Using Split & Gzip Together
To help cope with size limits both gzip and split can be used together. This has the benefit of splitting the image and zipping it up also to save space and requires less work. Below is the syntax used to perform this and an explanation of the command.
dd if=/dev/hda | gzip –c | split -b 2000m – /media/USB/image.img.gz.
- dd is used to take an image of the harddrive.
- This is passed to gzip (-c is to stdout)
- The compressed image is then piped to the split tool (split then creates the files image.img.gzaa, image.img.gzab, etc )
To restore the multi-file backup, run the command below:
cat /USB/image.img.gz* | gzip -dc | dd of=/dev/hda
- Cat displays the contents of the zipped and split image files to stdout in order.

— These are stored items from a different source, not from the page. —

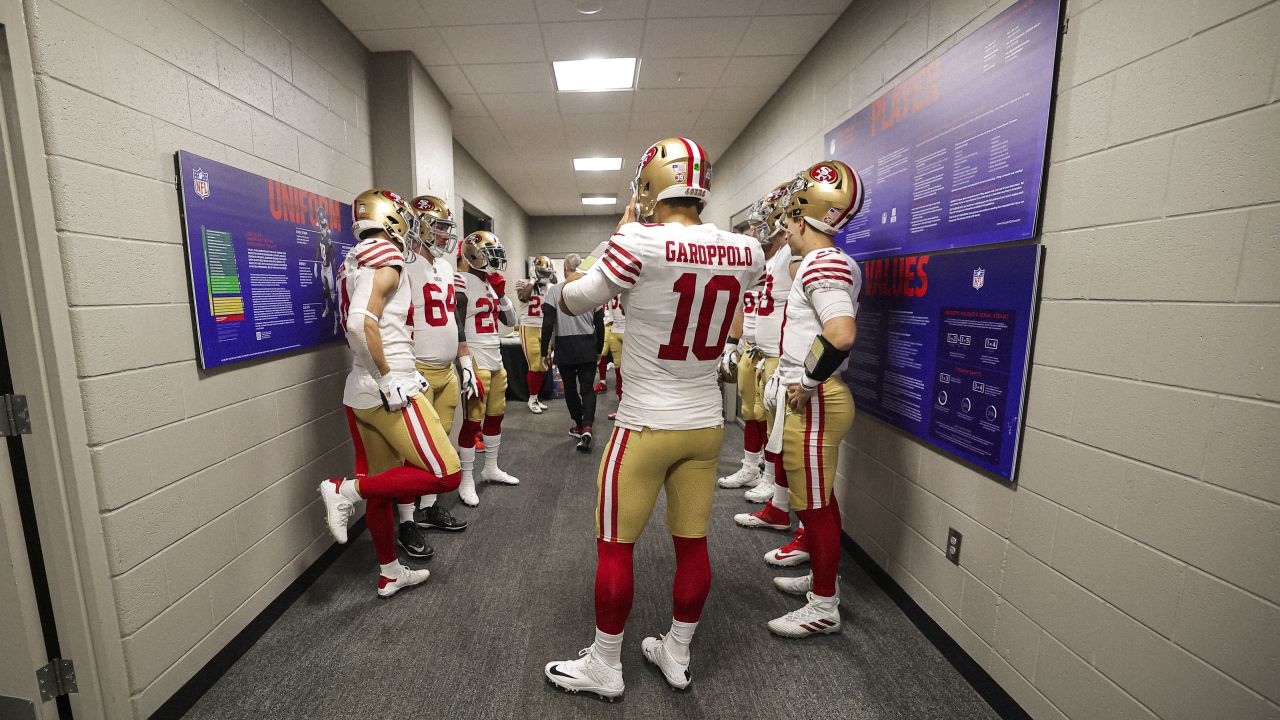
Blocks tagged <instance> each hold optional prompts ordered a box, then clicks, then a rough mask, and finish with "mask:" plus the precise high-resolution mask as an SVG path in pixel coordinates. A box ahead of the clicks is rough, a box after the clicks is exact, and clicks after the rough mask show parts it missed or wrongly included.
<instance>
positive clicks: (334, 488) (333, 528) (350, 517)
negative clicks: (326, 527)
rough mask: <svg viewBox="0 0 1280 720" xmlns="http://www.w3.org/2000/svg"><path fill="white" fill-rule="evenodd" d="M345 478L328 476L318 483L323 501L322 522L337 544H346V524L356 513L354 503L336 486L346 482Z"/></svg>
mask: <svg viewBox="0 0 1280 720" xmlns="http://www.w3.org/2000/svg"><path fill="white" fill-rule="evenodd" d="M348 482H355V480H348V479H347V478H329V479H328V480H324V482H321V483H320V500H323V501H324V524H325V525H326V527H328V528H329V534H332V536H333V539H335V541H338V544H347V524H348V523H351V518H352V515H355V514H356V503H353V502H352V501H349V500H347V497H346V496H344V495H342V493H340V492H339V491H338V488H340V487H342V483H348Z"/></svg>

- Results are piped through gzip and decompressed.
- And are then written to the hard drive with dd.
Creating empty disk images
To create an empty disk image, get the data from /dev/zero. To create a 10MB image or file:
dd if=/dev/zero of=image bs=1M count=1024
Or
dd of=image bs=1M count=0 seek=1024
In the second example nothing is written, not even zeroes, we just seek 10MB into the file and close it. The result is a sparse file that is implicitly full of 10MB of zeroes, but that takes no disk space. ls -la will show 10MB, both du and df will show 0. When the file is written to, Linux will allocate disk space for the data. ls will continue to show 10MB, but du will gradually approach 10MB.
Notes:
Whilst researching the use of dd another tool was brought to my attention which is called dcfldd. This tool is like dd in many ways and uses similar syntax but is also able to produce hashes on the fly and can provide status of copying files amongst other useful features. It’s available on both Linux and Windows.